Enter Jones’ fantasticness: the girl’s wish comes true. She made her wish on the warlock’s grave, and her wish wakes him up. He doesn’t waste time turning people into sheep, pulling old relatives out of paintings, compiling strewn garbage into nasty monsters who chase children–Wild Robert’s capable of anything, as Heather quickly learns. Only she sees him, restrains him from doing more than pranks. By the end of the day, the characters have connected, and we finally learn all of Wild Robert’s story.
The end.
Huh?
Yup. One day. One glorious, adventurous day. It’s not like Jones cut out with the final detail of Robert’s life. Rather, she ends with the promise of future adventures:
Wild Robert’s power really did end at sunset. He must be back in his mound now….Heather remembered that Wild Robert had made her promise to speak to him again tomorrow. He had known….She climbed the stairs to her little room in a corner of the old castle, smiling. Robert was full of tricks. Tomorrow she would understand him better….Heather fell asleep thinking of ways she might even rescue the treasure that was really Wild Robert’s heart….
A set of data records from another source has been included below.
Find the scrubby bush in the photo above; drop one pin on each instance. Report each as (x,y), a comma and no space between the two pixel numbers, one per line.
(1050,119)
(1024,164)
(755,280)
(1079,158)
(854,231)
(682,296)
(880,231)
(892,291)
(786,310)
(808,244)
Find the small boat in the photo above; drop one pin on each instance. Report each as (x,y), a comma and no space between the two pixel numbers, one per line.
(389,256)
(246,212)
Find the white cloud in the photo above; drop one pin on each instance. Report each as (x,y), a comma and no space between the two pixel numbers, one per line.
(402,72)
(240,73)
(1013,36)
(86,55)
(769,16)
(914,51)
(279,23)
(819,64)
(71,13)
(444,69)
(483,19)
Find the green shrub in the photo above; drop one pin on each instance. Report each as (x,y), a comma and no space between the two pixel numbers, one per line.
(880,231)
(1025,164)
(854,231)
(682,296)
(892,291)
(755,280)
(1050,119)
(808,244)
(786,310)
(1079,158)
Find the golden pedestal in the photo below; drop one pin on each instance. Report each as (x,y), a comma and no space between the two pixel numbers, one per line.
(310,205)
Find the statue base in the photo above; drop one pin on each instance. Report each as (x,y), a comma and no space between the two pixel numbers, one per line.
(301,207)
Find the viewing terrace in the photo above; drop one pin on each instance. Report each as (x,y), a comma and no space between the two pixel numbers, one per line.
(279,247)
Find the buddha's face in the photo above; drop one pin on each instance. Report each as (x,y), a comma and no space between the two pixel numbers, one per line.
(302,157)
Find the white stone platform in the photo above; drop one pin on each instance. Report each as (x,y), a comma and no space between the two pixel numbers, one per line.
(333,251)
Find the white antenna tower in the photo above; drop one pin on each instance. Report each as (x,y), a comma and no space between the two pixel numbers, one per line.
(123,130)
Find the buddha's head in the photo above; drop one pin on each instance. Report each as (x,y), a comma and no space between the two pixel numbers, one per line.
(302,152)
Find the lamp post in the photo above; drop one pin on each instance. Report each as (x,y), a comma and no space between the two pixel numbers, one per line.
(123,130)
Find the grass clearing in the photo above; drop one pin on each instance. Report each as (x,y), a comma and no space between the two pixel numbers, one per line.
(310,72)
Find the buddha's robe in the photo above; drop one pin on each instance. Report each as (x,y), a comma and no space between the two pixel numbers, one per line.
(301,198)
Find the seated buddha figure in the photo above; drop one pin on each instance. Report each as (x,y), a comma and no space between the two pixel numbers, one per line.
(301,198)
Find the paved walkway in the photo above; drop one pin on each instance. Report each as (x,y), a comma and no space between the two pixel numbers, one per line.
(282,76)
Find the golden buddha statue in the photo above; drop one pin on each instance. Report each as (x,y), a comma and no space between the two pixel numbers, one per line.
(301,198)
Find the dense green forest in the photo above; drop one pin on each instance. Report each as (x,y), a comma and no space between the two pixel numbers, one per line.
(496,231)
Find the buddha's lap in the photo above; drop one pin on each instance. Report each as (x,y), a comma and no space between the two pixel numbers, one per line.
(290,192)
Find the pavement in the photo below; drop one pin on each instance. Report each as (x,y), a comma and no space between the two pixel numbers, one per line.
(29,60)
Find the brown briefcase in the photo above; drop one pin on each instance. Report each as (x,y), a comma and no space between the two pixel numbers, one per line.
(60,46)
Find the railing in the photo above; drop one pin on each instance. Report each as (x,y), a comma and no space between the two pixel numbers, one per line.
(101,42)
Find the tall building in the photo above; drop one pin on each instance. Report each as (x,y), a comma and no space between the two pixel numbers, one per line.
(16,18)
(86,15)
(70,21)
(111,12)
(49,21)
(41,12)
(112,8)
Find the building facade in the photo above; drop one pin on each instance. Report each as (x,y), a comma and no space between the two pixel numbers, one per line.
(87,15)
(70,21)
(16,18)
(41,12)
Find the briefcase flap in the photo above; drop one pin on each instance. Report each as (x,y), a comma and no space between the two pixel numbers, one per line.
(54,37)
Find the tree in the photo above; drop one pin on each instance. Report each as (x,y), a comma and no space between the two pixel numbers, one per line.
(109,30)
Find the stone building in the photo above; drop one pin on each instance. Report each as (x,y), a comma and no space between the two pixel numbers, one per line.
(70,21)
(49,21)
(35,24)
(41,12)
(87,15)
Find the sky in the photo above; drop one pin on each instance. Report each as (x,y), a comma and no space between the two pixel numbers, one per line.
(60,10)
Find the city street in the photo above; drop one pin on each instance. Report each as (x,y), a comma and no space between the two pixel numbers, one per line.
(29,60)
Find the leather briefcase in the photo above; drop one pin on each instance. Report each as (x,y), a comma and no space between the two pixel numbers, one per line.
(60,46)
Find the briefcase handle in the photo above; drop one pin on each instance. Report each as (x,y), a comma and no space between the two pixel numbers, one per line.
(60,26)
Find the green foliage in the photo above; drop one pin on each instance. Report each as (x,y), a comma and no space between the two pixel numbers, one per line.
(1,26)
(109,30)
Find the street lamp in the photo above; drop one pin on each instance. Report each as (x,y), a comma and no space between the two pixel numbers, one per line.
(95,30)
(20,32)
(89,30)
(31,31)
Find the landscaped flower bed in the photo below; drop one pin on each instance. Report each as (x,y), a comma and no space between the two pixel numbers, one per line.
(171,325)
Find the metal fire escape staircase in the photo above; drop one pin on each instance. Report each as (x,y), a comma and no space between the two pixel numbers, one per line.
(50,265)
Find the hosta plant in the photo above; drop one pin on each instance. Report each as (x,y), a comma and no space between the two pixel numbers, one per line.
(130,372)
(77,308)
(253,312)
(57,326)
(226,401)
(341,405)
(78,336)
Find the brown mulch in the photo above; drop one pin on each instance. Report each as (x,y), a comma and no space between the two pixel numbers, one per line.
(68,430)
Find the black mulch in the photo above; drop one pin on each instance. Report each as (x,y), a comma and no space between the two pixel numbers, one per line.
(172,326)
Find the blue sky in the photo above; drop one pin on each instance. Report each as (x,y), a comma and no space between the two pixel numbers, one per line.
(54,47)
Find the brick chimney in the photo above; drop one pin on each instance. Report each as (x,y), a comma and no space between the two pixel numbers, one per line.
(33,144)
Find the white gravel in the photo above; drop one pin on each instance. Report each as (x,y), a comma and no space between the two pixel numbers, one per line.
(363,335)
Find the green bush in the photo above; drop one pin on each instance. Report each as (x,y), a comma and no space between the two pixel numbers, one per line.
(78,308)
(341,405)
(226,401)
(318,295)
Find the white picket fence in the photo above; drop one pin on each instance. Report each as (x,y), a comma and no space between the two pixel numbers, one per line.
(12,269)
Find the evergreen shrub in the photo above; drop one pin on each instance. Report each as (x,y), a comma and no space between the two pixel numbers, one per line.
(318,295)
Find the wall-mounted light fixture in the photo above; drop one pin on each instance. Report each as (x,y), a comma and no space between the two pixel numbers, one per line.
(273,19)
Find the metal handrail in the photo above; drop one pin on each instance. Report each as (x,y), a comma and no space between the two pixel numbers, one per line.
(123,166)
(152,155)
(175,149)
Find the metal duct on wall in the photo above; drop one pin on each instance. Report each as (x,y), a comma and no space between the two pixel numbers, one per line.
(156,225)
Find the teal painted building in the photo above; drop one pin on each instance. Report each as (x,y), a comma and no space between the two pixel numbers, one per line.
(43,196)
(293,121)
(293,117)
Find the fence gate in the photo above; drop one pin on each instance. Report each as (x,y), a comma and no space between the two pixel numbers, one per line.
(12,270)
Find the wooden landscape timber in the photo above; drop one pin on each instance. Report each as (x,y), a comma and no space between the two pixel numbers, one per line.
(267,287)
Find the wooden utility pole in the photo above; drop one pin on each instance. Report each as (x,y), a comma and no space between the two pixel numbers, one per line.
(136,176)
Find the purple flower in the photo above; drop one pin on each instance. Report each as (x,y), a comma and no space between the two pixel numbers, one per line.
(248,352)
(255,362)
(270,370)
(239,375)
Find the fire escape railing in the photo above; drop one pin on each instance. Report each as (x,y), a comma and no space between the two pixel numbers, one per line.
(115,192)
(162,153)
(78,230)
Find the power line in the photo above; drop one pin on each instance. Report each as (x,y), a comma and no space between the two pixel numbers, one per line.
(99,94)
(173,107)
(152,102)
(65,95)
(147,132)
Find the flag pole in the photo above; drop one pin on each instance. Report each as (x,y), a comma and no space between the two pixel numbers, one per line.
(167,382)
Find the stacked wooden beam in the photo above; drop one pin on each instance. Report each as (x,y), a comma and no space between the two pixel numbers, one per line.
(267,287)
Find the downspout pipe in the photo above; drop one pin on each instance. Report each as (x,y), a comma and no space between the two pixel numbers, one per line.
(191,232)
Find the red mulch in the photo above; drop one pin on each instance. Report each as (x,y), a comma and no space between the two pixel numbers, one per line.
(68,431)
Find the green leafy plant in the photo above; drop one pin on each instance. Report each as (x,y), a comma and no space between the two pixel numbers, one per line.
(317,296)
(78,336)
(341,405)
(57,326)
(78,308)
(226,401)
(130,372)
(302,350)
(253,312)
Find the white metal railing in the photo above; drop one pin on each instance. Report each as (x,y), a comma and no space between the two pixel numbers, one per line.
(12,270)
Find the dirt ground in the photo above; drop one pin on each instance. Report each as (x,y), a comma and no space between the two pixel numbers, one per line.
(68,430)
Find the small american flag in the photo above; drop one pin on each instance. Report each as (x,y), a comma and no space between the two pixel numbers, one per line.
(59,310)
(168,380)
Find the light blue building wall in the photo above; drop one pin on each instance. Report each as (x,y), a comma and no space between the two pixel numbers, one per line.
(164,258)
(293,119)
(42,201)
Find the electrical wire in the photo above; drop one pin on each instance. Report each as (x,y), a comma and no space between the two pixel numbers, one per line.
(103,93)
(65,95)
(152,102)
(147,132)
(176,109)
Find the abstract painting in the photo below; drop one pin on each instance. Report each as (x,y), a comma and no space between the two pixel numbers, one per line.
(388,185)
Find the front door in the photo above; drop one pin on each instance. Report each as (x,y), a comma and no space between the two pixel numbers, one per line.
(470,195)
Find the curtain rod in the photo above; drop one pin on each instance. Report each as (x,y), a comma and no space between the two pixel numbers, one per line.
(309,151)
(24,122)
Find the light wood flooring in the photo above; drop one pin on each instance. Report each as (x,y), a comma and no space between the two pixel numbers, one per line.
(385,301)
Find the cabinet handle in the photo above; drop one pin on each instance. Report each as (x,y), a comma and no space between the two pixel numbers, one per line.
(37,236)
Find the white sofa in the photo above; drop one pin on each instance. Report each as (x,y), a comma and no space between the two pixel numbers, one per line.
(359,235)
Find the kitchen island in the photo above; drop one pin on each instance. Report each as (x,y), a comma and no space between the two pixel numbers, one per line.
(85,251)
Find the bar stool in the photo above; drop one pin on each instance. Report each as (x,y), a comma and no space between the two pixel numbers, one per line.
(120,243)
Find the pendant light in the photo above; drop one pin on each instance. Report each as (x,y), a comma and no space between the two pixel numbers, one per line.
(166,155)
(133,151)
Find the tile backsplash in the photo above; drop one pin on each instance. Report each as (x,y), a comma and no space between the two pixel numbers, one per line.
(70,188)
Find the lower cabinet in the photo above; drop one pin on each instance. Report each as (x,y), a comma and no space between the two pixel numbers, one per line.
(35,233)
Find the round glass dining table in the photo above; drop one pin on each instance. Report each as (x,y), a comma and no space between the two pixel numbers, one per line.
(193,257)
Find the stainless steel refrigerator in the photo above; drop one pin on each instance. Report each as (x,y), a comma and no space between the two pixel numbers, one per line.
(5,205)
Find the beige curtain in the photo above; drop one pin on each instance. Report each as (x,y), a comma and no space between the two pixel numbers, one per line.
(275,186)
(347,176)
But those days are different stories. I’m sure that if Jones had wished to return to these characters she would have, but she didn’t have to. Readers, especially Middle Grade readers, have plenty of imagination. Jones provided a place, the players, the premise. It’s all laid out. Wild Robert gave us “a day in the life.” Now it’s on the readers to imagine the rest of the life.
Don’t think that you have to provide your readers every bloody day between birth and death. If the heart of the story is in but one event, then that’s IT. You know readers can tell when a story is padded. Knock that off. Give them the adventure. Trust them to imagine more.